Consult with your HR department or PEO to ensure that you’re properly reporting your income and FICA tax withholdings on a quarterly basis via Form 941, the Employer’s Quarterly Federal Tax Requirements. (Employers are also responsible for reporting and contributing to the Federal Unemployment Tax Act [FUTA], Form 940, on an annual basis.) The withheld funds must be deposited into a financial institution that meets Federal Tax Deposit Requirements. (See the IRS’s website for more information on employer and employee tax withholding responsibilities.)

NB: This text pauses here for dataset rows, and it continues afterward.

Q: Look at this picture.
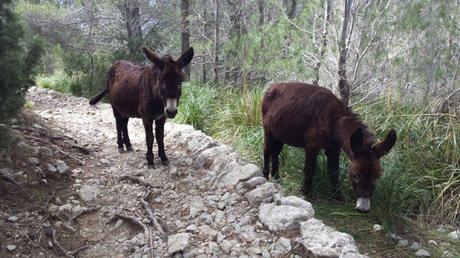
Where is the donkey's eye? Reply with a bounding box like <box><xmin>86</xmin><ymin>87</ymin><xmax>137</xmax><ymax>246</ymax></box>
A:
<box><xmin>352</xmin><ymin>175</ymin><xmax>359</xmax><ymax>184</ymax></box>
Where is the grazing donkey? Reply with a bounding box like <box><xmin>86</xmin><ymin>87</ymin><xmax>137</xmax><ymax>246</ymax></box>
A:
<box><xmin>262</xmin><ymin>82</ymin><xmax>396</xmax><ymax>212</ymax></box>
<box><xmin>89</xmin><ymin>47</ymin><xmax>193</xmax><ymax>168</ymax></box>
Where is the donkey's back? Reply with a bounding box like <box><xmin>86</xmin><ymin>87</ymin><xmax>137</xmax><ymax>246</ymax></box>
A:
<box><xmin>262</xmin><ymin>82</ymin><xmax>343</xmax><ymax>148</ymax></box>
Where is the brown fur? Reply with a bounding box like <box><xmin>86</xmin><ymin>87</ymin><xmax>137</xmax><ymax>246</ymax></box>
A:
<box><xmin>89</xmin><ymin>48</ymin><xmax>193</xmax><ymax>167</ymax></box>
<box><xmin>262</xmin><ymin>82</ymin><xmax>396</xmax><ymax>208</ymax></box>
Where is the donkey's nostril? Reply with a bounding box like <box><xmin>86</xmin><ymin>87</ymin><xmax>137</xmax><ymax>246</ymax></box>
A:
<box><xmin>166</xmin><ymin>109</ymin><xmax>177</xmax><ymax>118</ymax></box>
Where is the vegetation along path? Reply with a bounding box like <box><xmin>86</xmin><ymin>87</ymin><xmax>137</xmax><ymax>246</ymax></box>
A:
<box><xmin>14</xmin><ymin>87</ymin><xmax>364</xmax><ymax>257</ymax></box>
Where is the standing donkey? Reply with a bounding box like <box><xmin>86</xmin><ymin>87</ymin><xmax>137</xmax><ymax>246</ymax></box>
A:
<box><xmin>262</xmin><ymin>82</ymin><xmax>396</xmax><ymax>212</ymax></box>
<box><xmin>89</xmin><ymin>47</ymin><xmax>193</xmax><ymax>168</ymax></box>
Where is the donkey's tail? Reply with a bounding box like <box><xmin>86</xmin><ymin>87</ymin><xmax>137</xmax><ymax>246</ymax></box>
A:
<box><xmin>89</xmin><ymin>89</ymin><xmax>109</xmax><ymax>105</ymax></box>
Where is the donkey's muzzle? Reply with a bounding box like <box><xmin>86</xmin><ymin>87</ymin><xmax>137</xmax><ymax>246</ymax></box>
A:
<box><xmin>356</xmin><ymin>198</ymin><xmax>371</xmax><ymax>213</ymax></box>
<box><xmin>166</xmin><ymin>109</ymin><xmax>177</xmax><ymax>118</ymax></box>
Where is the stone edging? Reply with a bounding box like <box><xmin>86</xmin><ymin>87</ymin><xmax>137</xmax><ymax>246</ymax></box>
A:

Failure to accurately report, withhold and pay payroll taxes can have serious consequences—not just for your company, but for you as an individual. The IRS can levy financial recovery penalties as well as criminal charges for employment tax nonpayment. If the Justice Department decides to prosecute and you’re found guilty of willful noncompliance with regard to employment taxes, you can be punished by a fine of up to $10,000 and up to five years in prison.

In many cases, however, payroll tax evasion comes down to some form of negligence or ignorance. Still, the consequences can take a major toll, both financially and emotionally.

Of course, you don’t want to put your company at risk of being cited by the IRS, but in the case of payroll tax mistakes, the penalties can be even more exacting: The IRS can and does find individuals within a guilty company responsible for payroll tax evasion. That means that a singular “responsible party” may not be the company as a whole, but the one person who signed off on the form. That one person may receive the entirety of the IRS’s punishment.

One individual can be held personally responsible for repayment of a company’s unpaid payroll taxes.

In other words, the IRS looks to find a particular person within a company who is personally responsible for the payroll tax evasion. That “responsible party” can be held personally liable for “the trust fund recovery penalty,” making a single person responsible for the repayment of 100 percent of the unpaid tax.

You can fight the IRS on its “responsible party” findings, but even successful court cases take their strain on individuals and the company as a whole.

As with any tax-related issue, the easiest, cheapest and most-sound business practice is to make sure you’re doing it correctly in the first place. Take the time and rely on HR experts, tax consultants or your PEO to be sure that you’re withholding, reporting and paying the proper amount of payroll tax for each employee. Shortcuts aren’t worth it.